Manuela D’Ávila diz que passou contato de Glenn Greenwald a hacker que invadiu seu celular

A ex-deputada emitiu nota afirmando ainda que não sabe a identidade da pessoa que a contactou após invadir seu aparelho de celular e que se coloca à disposição para esclarecer os fatos

Foto: Reprodução

Em nota distribuída à imprensa nesta sexta-feira (26) a ex-deputada Manuela D’Ávila (PCdoB) confirmou que passou o contato do jornalista e editor do The Intercept Brasil, Glenn Greenwald, a alguém que dizia ter “obtido provas de graves atos ilícitos praticados por autoridades brasileiras”.

Manuela relatou ter sido comunicada pelo Telegram de uma invasão em seu aplicativo, no dia 12 de maio. Depois, segundo ela alguém entrou em contato dizendo estar no exterior, e com a intenção de divulgar o material coletado.

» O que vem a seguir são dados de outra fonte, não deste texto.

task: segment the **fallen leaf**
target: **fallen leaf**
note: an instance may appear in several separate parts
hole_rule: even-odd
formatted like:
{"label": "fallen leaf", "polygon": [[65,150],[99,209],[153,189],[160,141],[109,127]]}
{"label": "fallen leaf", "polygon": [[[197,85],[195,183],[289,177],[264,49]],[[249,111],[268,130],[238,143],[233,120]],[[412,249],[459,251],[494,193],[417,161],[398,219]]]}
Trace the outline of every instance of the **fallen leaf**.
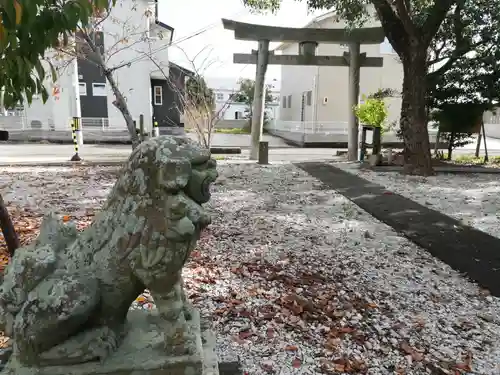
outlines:
{"label": "fallen leaf", "polygon": [[326,341],[325,348],[330,351],[336,351],[339,348],[341,342],[342,341],[339,338],[331,337]]}
{"label": "fallen leaf", "polygon": [[267,331],[266,331],[266,336],[267,336],[268,339],[274,338],[274,329],[268,328]]}
{"label": "fallen leaf", "polygon": [[285,346],[285,351],[287,351],[287,352],[296,352],[298,350],[299,350],[299,348],[297,346],[295,346],[295,345],[287,345],[287,346]]}
{"label": "fallen leaf", "polygon": [[421,362],[424,359],[424,354],[412,348],[406,341],[401,343],[401,350],[410,355],[416,362]]}
{"label": "fallen leaf", "polygon": [[355,328],[352,328],[352,327],[342,327],[339,332],[340,333],[352,333],[354,332],[356,329]]}
{"label": "fallen leaf", "polygon": [[254,335],[254,333],[252,331],[241,331],[239,334],[238,334],[238,337],[241,339],[241,340],[246,340],[248,339],[249,337],[252,337]]}
{"label": "fallen leaf", "polygon": [[335,371],[338,371],[338,372],[344,372],[345,371],[345,365],[341,364],[341,363],[335,363]]}
{"label": "fallen leaf", "polygon": [[274,373],[274,363],[272,361],[265,361],[260,364],[260,367],[267,373]]}
{"label": "fallen leaf", "polygon": [[64,215],[64,216],[62,217],[62,219],[63,219],[63,221],[66,223],[66,222],[68,222],[68,221],[70,221],[70,220],[71,220],[71,216],[69,216],[69,215]]}
{"label": "fallen leaf", "polygon": [[457,363],[453,366],[455,370],[471,371],[471,367],[467,363]]}
{"label": "fallen leaf", "polygon": [[300,366],[302,366],[302,361],[300,360],[300,358],[295,357],[292,361],[292,367],[299,368]]}
{"label": "fallen leaf", "polygon": [[413,353],[413,348],[406,341],[403,341],[401,343],[401,350],[404,351],[406,354]]}

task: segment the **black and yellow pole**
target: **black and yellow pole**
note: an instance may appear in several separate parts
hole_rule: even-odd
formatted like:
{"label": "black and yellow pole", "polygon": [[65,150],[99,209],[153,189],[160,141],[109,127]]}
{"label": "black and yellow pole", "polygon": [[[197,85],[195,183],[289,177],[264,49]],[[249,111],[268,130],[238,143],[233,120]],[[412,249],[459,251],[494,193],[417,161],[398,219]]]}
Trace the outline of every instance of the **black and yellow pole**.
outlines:
{"label": "black and yellow pole", "polygon": [[158,121],[153,120],[153,137],[158,137],[160,135],[160,128],[158,127]]}
{"label": "black and yellow pole", "polygon": [[78,139],[76,132],[79,129],[80,126],[80,118],[79,117],[73,117],[73,121],[71,121],[71,135],[73,137],[73,145],[75,146],[75,154],[71,157],[71,161],[81,161],[82,158],[80,155],[78,155]]}

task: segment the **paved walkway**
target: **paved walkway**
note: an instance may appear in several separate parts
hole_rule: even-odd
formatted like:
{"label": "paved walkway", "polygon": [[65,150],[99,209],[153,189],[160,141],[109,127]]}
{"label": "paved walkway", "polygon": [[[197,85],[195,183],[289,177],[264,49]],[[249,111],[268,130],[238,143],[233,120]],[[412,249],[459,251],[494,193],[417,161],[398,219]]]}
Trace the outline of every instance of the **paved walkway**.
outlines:
{"label": "paved walkway", "polygon": [[[84,145],[80,156],[90,163],[119,163],[125,161],[131,152],[129,145]],[[292,147],[269,150],[271,162],[340,160],[332,149],[297,149]],[[65,163],[75,150],[71,145],[61,144],[0,144],[0,166],[10,164],[50,164]],[[220,155],[215,155],[220,156]],[[238,159],[248,159],[249,150],[243,149]]]}
{"label": "paved walkway", "polygon": [[298,167],[402,233],[493,295],[500,296],[500,239],[324,163]]}

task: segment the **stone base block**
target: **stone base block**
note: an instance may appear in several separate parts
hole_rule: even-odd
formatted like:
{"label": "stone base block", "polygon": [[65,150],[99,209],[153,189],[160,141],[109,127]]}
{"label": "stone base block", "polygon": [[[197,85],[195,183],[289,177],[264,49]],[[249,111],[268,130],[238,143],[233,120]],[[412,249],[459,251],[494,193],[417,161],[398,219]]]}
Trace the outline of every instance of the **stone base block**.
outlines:
{"label": "stone base block", "polygon": [[130,311],[124,342],[102,363],[26,367],[14,354],[0,375],[219,375],[215,336],[202,330],[199,314],[193,315],[190,328],[196,333],[196,340],[191,344],[192,355],[165,354],[159,317],[152,312]]}

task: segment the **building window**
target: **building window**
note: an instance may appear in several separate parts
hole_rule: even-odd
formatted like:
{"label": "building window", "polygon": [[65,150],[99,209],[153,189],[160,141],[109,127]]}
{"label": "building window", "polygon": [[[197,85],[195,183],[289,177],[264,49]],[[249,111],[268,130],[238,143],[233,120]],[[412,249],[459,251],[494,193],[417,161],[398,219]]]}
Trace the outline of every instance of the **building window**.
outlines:
{"label": "building window", "polygon": [[155,105],[163,105],[163,87],[155,86],[154,92],[155,92],[155,98],[154,98]]}
{"label": "building window", "polygon": [[240,111],[234,112],[234,119],[235,120],[241,120],[243,118],[243,113]]}
{"label": "building window", "polygon": [[342,48],[342,49],[349,49],[349,44],[340,43],[340,48]]}
{"label": "building window", "polygon": [[85,82],[79,82],[78,89],[80,91],[80,96],[87,95],[87,84]]}
{"label": "building window", "polygon": [[311,105],[312,105],[312,96],[313,96],[312,94],[313,94],[313,92],[312,92],[312,91],[308,91],[308,92],[306,93],[306,104],[307,104],[308,106],[311,106]]}
{"label": "building window", "polygon": [[221,94],[221,93],[217,93],[217,100],[224,100],[224,94]]}
{"label": "building window", "polygon": [[105,83],[93,83],[92,84],[92,95],[93,96],[107,96],[106,84]]}
{"label": "building window", "polygon": [[292,108],[292,95],[288,95],[288,103],[287,103],[288,108]]}
{"label": "building window", "polygon": [[283,108],[286,108],[286,96],[283,95]]}

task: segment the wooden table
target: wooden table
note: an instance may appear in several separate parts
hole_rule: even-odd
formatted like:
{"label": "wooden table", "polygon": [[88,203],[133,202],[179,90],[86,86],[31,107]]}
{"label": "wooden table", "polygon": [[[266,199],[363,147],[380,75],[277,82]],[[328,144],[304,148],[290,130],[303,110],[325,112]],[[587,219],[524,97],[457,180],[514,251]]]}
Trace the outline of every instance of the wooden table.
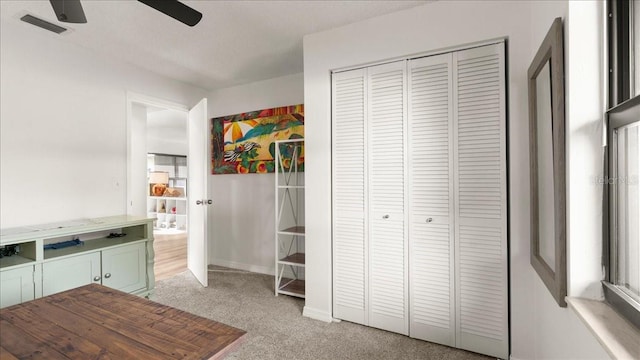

A ex-deputada afirmou estar sendo alvo de armadilha montada por seus adversários. “Por isso, apesar de ser jornalista e por estar apta a produzir matérias com sigilo de fonte, repassei ao invasor do meu celular o contato do reconhecido e renomado jornalista investigativo Glenn Greenwald”.

Leia a íntegra da nota:

NOTA À IMPRENSA

Tomando ciência, pela imprensa, de alusões feitas ao meu nome na investigação de fatos divulgados pelo “The Intercept Brasil”, e por me encontrar no exterior em atividades programadas desde o início do corrente ano, esclareço que:

  1. No dia 12 de maio, fui comunicada pelo aplicativo Telegram de que, naquele mesmo dia, meu dispositivo havia sido invadido no Estado da Virginia, Estados Unidos. Minutos depois, pelo mesmo aplicativo, recebi mensagem de pessoa que, inicialmente, se identificou como alguém inserido na minha lista de contatos para, a seguir, afirmar que não era quem eu supunha que fosse, mas que era alguém que tinha obtido provas de graves atos ilícitos praticados por autoridades brasileiras. Sem se identificar, mas dizendo morar no exterior, afirmou que queria divulgar o material por ele coletado para o bem do país, sem falar ou insinuar que pretendia receber pagamento ou vantagem de qualquer natureza.
  2. Pela invasão do meu celular e pelas mensagens enviadas, imaginei que se tratasse de alguma armadilha montada por meus adversários políticos. Por isso, apesar de ser jornalista e por estar apta a produzir matérias com sigilo de fonte, repassei ao invasor do meu celular o contato do reconhecido e renomado jornalista investigativo Glenn Greenwald.
  3. Desconheço, portanto, a identidade de quem invadiu meu celular, e desde já, me coloco a inteira disposição para auxiliar no esclarecimento dos fatos em apuração. Estou, por isso, orientando os meus advogados a procederem a imediata entrega das cópias das mensagens que recebi pelo aplicativo Telegram à Polícia Federal, bem como a formalmente informarem, a quem de direito, que estou à disposição para prestar quaisquer esclarecimentos sobre o ocorrido e para apresentar meu aparelho celular à exame pericial.